5.1 Buisness Studies
5.1 Buisness Studies
5.1 Buisness Studies
Sources of Finance
Internal finance is obtained from within the business itself.
Retained Profit: profit kept in the business after owners have been given
their share of the profit. Firms can invest this profit back in the
businesses.
Advantages:
– Does not have to be repaid, unlike, a loan.

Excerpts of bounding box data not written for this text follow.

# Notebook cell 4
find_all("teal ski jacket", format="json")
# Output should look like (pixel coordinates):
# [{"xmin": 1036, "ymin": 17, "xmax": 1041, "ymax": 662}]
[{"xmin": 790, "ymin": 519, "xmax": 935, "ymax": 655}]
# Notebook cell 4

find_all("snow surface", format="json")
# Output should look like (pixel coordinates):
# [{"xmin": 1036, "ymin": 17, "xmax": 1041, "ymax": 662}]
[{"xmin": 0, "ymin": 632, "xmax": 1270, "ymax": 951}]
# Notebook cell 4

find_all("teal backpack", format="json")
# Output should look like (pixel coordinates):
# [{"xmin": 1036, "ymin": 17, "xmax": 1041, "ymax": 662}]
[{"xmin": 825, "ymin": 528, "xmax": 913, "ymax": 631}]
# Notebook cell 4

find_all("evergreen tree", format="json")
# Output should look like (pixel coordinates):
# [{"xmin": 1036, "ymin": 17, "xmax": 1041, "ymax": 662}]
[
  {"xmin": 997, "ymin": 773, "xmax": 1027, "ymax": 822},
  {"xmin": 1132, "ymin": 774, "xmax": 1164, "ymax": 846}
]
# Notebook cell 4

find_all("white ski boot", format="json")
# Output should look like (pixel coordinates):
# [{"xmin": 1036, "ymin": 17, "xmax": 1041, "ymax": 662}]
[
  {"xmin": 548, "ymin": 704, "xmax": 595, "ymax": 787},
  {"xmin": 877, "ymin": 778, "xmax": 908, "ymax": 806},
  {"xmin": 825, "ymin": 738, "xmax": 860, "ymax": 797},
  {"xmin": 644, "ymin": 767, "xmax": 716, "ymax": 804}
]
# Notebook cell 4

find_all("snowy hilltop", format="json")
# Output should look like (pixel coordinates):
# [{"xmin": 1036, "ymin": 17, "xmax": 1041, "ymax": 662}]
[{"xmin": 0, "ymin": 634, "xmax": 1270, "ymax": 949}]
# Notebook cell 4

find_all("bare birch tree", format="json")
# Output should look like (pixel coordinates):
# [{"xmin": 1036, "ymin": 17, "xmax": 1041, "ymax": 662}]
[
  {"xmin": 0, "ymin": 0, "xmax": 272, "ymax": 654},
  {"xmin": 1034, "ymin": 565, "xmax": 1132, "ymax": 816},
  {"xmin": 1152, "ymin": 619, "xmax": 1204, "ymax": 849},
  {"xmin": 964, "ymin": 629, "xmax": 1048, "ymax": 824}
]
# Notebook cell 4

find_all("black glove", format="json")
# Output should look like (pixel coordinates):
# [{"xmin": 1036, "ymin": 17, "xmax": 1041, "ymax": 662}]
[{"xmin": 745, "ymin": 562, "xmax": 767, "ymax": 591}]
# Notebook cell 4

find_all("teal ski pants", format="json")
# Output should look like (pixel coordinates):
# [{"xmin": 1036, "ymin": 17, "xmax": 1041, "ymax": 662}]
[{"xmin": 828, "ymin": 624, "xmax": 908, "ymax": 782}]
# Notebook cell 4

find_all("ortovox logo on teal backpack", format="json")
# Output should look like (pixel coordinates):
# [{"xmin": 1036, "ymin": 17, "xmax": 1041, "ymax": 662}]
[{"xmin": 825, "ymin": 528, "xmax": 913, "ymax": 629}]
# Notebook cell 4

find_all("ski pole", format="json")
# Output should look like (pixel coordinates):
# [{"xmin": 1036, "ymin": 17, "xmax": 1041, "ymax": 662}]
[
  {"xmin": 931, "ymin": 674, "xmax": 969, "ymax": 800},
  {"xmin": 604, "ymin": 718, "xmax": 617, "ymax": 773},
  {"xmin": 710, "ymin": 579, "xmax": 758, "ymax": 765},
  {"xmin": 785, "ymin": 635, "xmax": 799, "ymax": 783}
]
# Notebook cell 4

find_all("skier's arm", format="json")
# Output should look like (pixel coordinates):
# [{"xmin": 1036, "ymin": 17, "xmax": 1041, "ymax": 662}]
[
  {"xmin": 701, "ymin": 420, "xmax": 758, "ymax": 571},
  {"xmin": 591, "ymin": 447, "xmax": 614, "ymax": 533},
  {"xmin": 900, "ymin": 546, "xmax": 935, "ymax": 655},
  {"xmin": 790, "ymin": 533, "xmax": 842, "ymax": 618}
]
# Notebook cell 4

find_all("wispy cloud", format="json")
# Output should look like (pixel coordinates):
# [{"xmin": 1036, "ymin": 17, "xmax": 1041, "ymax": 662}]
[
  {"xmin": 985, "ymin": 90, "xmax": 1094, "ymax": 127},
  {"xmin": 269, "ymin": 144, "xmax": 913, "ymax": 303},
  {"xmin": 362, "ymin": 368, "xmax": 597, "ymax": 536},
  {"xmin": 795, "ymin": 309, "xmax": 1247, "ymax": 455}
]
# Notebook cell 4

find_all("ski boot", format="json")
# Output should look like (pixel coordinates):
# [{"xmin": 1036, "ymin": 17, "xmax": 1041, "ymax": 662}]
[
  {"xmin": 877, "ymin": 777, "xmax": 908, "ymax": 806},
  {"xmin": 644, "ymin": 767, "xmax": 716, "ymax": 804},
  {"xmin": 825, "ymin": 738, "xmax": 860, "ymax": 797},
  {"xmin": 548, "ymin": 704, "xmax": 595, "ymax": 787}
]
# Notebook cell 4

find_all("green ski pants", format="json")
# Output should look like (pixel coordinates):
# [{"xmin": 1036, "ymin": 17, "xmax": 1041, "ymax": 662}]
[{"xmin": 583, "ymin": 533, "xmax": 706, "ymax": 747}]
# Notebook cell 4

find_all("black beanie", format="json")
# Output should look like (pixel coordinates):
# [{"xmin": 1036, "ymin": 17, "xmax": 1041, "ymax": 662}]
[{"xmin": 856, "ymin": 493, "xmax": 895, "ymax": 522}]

– No interest has to be paid
Disadvantages:
– A new business will not have retained profit
– Profits may be too low to finance
– Keeping more profits to be used as capital will reduce owner’s share of
profit and they may resist the decision.
Sale of existing assets: assets that the business doesn’t need anymore,
for example, unused buildings or spare equipment can be sold to raise
finance
Advantages:
– Makes better use of capital tied up in the business
– Does not become debt for the business, unlike a loan.
Disadvantages:
– Surplus assets will not be available with new businesses
– Takes time to sell the asset and the expected amount may not be
gained for the asset
Sale of inventories: sell of finished goods or unwanted components in
inventory.
Advantage:
– Reduces costs of inventory holding
Disadvantage:
– If not enough inventory is kept, unexpected increase demand form
customers cannot be fulfilled
Owner’s savings: For a sole trader and partnership, since they’re
unincorporated (owners and business is not separate), any finance the
owner directly invests from hos own saving will be internal finance.
Advantages:
– Will be available to the firm quickly
– No interest has to be paid.
Disadvantages:
– Increases the risk taken by the owners.